Nebraska elementary assistant principal directs curriculum
HASTINGS, Neb. (AP) — When the new Adams Central Elementary School opened this fall, there were only a few staff members who knew just about every student and teacher.
Shannon Nepple, who has been the director of curriculum, instruction and assessment with the district for the past four years, is one of them.
This school year, she added assistant principal at the elementary to her title, knowing that her past experience at Adams Central would come in handy.
“When we moved to the new building and I took on assistant principal, I already knew everyone,” Nepple said. “I had been going to all the different schools. I had seen all the classrooms and could tell you what grade level a lot of the kids are.”
Nepple said she couldn’t always remember names but she knew the students and teachers in each grade and what school they came from.
“But when we merged, I had to take a step back and remind myself that not everybody knows everybody,” she said. “I had the luxury of being able to do that.”
Nepple hasn’t always been a part of Adams Central but she was destined to work in education.
“My grandma was a teacher, my mom was a teacher, I’m a teacher,” she said. “I married a teacher and my brother’s a teacher.
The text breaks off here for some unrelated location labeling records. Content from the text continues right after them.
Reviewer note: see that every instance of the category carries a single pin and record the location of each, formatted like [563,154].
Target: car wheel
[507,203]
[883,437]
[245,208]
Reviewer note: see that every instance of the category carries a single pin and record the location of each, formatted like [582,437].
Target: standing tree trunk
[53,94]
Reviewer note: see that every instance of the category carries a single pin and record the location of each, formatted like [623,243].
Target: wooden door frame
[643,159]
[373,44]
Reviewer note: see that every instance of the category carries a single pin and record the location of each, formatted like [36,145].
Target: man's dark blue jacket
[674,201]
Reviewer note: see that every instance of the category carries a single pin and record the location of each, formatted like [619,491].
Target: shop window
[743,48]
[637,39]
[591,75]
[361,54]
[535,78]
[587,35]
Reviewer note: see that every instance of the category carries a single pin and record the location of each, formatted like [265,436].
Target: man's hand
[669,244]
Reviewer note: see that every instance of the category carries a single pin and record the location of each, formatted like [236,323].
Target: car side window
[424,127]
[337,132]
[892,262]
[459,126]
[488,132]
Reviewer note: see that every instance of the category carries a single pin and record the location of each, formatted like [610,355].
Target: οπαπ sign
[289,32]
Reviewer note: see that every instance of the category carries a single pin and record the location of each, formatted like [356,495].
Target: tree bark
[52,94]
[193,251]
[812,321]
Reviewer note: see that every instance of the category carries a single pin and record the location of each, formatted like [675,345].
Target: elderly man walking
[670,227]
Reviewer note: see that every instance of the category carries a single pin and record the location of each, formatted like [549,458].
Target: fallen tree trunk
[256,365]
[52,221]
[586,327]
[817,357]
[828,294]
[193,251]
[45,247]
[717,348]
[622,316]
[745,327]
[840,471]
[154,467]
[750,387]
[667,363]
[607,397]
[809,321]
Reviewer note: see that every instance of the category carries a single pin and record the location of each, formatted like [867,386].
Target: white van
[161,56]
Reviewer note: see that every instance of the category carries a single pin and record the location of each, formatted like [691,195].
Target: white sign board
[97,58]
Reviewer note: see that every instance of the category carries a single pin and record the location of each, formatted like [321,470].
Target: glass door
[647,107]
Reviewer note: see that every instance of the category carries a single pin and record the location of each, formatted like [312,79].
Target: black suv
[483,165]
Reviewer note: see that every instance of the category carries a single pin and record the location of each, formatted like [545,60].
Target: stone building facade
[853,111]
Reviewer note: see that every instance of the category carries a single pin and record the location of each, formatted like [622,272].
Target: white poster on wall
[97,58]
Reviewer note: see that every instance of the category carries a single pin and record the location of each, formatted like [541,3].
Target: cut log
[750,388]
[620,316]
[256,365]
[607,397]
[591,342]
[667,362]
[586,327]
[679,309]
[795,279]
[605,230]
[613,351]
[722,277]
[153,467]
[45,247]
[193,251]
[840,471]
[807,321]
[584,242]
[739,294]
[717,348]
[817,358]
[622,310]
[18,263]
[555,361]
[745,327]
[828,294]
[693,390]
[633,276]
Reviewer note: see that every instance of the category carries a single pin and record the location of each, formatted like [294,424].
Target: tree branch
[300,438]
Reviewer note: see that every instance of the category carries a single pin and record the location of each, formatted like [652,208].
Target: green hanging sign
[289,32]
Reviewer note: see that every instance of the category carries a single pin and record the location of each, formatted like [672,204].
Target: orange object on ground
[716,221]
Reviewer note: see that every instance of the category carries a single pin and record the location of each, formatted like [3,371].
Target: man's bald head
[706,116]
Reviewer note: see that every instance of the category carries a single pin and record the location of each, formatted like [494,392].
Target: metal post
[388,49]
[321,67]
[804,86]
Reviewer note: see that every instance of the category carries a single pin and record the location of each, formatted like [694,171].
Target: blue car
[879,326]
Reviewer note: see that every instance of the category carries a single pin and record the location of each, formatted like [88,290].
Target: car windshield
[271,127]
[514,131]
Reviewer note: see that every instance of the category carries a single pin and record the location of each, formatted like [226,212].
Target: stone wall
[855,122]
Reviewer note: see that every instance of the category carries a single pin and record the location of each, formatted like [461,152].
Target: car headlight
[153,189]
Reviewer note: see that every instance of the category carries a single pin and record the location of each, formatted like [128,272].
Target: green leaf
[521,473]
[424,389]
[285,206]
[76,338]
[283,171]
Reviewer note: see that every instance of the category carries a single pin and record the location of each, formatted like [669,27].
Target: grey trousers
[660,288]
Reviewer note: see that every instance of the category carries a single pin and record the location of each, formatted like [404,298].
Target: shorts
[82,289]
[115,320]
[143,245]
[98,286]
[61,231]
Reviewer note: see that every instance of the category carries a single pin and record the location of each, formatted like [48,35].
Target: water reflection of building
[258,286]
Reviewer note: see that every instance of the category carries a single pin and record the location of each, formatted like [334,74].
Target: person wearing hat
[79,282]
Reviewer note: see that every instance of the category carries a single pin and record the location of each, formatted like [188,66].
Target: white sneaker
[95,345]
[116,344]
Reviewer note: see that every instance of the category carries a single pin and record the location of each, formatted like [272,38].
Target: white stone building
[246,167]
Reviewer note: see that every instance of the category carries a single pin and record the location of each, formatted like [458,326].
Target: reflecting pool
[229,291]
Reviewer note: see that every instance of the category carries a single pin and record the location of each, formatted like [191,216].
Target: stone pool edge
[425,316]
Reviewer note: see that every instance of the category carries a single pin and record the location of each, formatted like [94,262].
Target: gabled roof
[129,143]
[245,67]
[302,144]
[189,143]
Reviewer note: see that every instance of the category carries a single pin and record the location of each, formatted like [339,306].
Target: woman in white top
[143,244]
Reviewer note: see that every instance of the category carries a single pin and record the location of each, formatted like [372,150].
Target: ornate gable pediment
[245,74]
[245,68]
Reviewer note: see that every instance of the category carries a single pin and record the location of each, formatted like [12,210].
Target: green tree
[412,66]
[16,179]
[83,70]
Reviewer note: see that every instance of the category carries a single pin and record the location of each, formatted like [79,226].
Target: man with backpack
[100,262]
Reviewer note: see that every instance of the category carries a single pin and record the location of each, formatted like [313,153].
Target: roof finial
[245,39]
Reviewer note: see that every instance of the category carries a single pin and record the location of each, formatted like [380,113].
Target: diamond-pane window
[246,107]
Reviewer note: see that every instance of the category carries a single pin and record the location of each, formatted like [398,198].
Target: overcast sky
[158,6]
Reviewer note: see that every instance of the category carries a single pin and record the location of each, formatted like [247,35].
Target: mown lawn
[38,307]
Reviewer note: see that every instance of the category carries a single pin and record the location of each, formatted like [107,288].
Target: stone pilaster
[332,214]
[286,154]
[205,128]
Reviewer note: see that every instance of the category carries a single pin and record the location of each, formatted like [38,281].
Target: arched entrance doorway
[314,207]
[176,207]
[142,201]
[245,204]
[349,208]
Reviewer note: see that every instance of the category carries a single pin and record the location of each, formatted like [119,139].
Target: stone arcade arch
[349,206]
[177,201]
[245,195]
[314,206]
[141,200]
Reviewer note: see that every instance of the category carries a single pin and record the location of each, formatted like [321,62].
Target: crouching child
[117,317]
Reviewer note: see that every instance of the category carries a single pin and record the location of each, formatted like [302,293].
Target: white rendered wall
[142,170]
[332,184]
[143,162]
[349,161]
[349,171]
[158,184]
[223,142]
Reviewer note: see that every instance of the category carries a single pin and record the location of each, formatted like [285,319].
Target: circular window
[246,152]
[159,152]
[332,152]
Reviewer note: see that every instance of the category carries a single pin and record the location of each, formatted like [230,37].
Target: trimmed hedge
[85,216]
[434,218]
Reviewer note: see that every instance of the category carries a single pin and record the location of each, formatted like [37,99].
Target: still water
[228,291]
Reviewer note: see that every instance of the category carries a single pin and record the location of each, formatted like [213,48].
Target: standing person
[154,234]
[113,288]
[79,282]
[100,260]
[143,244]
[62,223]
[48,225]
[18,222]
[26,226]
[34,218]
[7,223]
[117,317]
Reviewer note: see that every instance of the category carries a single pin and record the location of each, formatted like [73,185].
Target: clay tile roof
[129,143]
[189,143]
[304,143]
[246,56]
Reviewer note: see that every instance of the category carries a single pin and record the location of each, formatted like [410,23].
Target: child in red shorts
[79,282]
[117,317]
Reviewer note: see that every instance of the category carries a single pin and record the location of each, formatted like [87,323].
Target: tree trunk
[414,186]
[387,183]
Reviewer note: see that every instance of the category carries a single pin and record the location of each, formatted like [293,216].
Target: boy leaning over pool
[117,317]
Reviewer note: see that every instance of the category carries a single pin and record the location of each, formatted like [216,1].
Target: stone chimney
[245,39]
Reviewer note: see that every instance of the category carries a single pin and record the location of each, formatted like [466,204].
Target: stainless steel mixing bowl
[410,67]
It’s one of those things I was probably destined to follow that path.”
After graduating from Wayne State College, Nepple taught one year at Winnebego Public Schools before transferring to Columbus where she taught half-day and then full-day kindergarten along with English as a second language. Then she settled at Spalding Public Schools, while her husband taught at Spalding Academy.
There she was a Title I reading coach where she began her work in curriculum and assessment.
“I had a principal in Columbus who told me on my growth plan that I was going to go into administration and she wrote it in my plan that I had to go through classes and start the journey,” Nepple said. “She knew.”
While at Spalding, Nepple was with a team of people who were looking into the reading mastery program used by schools. That program was already being used by Juniata Elementary.
That visit was Nepple’s first experience with Adams Central Public Schools.
“That would have been probably 2011 when I took my first visit to Juniata (Elementary) and never thought this is where my career would have led me back here,” she said. “That’s kind of a fun thing when I look back on that.”
In 2014, Nepple accepted a job as the director of curriculum, instruction and assessment with Adams Central, the Hastings Tribune reported.
Within five days, Nepple accepted her job, her husband found out he could transfer his job to Hastings and the family sold one house and bought another.
“It was kind of a whirlwind,” Nepple said. “I always think I guess that’s where I was meant to come.”
In that position, Nepple’s first goal was to bring all the programs together and be more systematic in the way curriculum and instruction were assessed. That meant designing rubrics, comparing curriculum to assessment tests and working a lot with teachers.
Then with the opening of the new Adams Central Elementary this fall, there was the need for an assistant principal to work with principal Allyson Bohlen.
Nepple said she and Bohlen work well together and play off each other’s strengths.
Nepple’s emphasis is on the kindergarten, first- and second-grade classes, so that is where she spends most of her time.
“Obviously, that’s where my experience has been and that early childhood is definitely my passion,” she said.
In that role, Nepple stands at the front door and greets the students as they come in each morning, tries to visit the classrooms on a daily basis and works with those teachers.
“I hope as the position evolves, you’ll find me more in the classrooms being with the students, being with the teachers, helping them make their classrooms better,” she said. “Instruction is my passion.
Nepple said she loves the idea of helping with lunch duty and just working with students.
“I’m really excited to get to be with the kids every day,” she said. “With (curriculum, instruction and assessment) you get buried in the numbers and I didn’t get to have as many interactions with kids as I wanted.”
So now, Nepple gets the best of both worlds by serving both as assistant principal and as curriculum, instruction and assessment director.
And she’s excited about that.
“I feel they know when I’m making decisions it’s for the K-12 process not necessarily for my building or the high school building,” she said. “It’s for the system.”